メモ : IsEmpty 関数はメンバが空かどうかを判断できません。メンバが空かどうかを判断するには、IS 演算子を使用します。 - 空のセル値が数値演算子 (+、-、*、/) のいずれかのオペランドである場合、もう一方のオペランドが空でない値であるなら、空のセル値は 0 として扱われます。オペランドが両方とも空なら、数値演算子は空のセル値を返します。
- 空のセル値が文字列連結演算子 (+) のオペランドである場合、もう一方のオペランドが空でない値であるなら、空のセル値は空の文字列として扱われます。オペランドが両方とも空なら、文字列連結演算子は空のセル値を返します。
- 空のセル値が比較演算子 (=、<>、>=、<=、>、<) のいずれかのオペランドである場合、もう一方のオペランドが数値であるか文字列であるかに応じて、空のセル値は 0 または空の文字列として扱われます。オペランドが両方とも空なら、どちらも 0 として扱われます。
- 数値を照合する場合、空のセル値の照合順序は、0 と同じ位置になります。空のセル値と 0 との照合の場合、空のセル値の照合順序は、0 の前になります。
- 文字列の値を照合する場合、空のセル値の照合順序は、空の文字列と同じ位置になります。空のセル値と空の文字列との照合の場合、空のセル値の照合順序は、空の文字列の前になります。
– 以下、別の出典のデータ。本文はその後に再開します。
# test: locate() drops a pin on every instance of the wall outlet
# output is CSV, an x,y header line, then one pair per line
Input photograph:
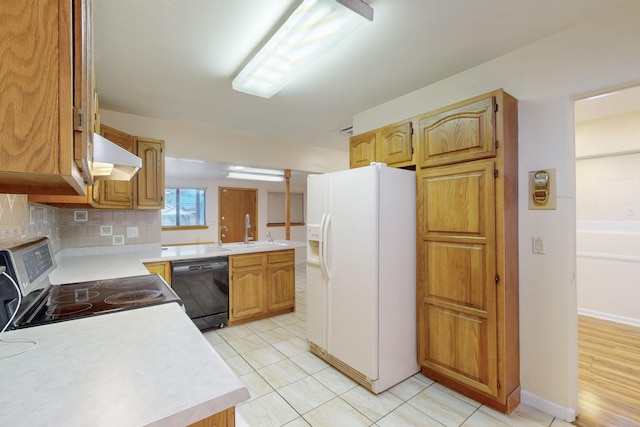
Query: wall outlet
x,y
132,232
537,245
80,216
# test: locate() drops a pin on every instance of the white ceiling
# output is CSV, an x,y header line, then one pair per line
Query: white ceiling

MDX ステートメントおよびキューブにおける空の値の処理
多次元式 (MDX) ステートメントでは、空の値を探してから、有効な (空でない) データの入ったセルに対して計算を実行することができます。計算時に空の値を除去することが必要な場合があります。平均値などの計算では、空のセル値が含まれていると正確な結果を得ることができません。
基になるファクト テーブルに空の値が含まれている可能性がある場合、キューブに空のセル値を含めないようにするには、クエリとデータ変更ステートメントを作成し、空の値を除去するか、空の値を他の値に連結することが必要です。さらに、メジャーに対して [NULL 処理] オプションを使用して NULL のファクトを修正し、NULL を 0 または空の値に変換することや、処理中にエラーをスローすることさえできます。
空の値と比較演算子
データに空の値がある場合、論理演算子と比較演算子は、TRUE または FALSE ではなく EMPTY を返すことがあります。このように 3 つの値を生成する論理は、アプリケーション エラーの原因になります。次の表は、空の値の比較を採用した場合の結果を示しています。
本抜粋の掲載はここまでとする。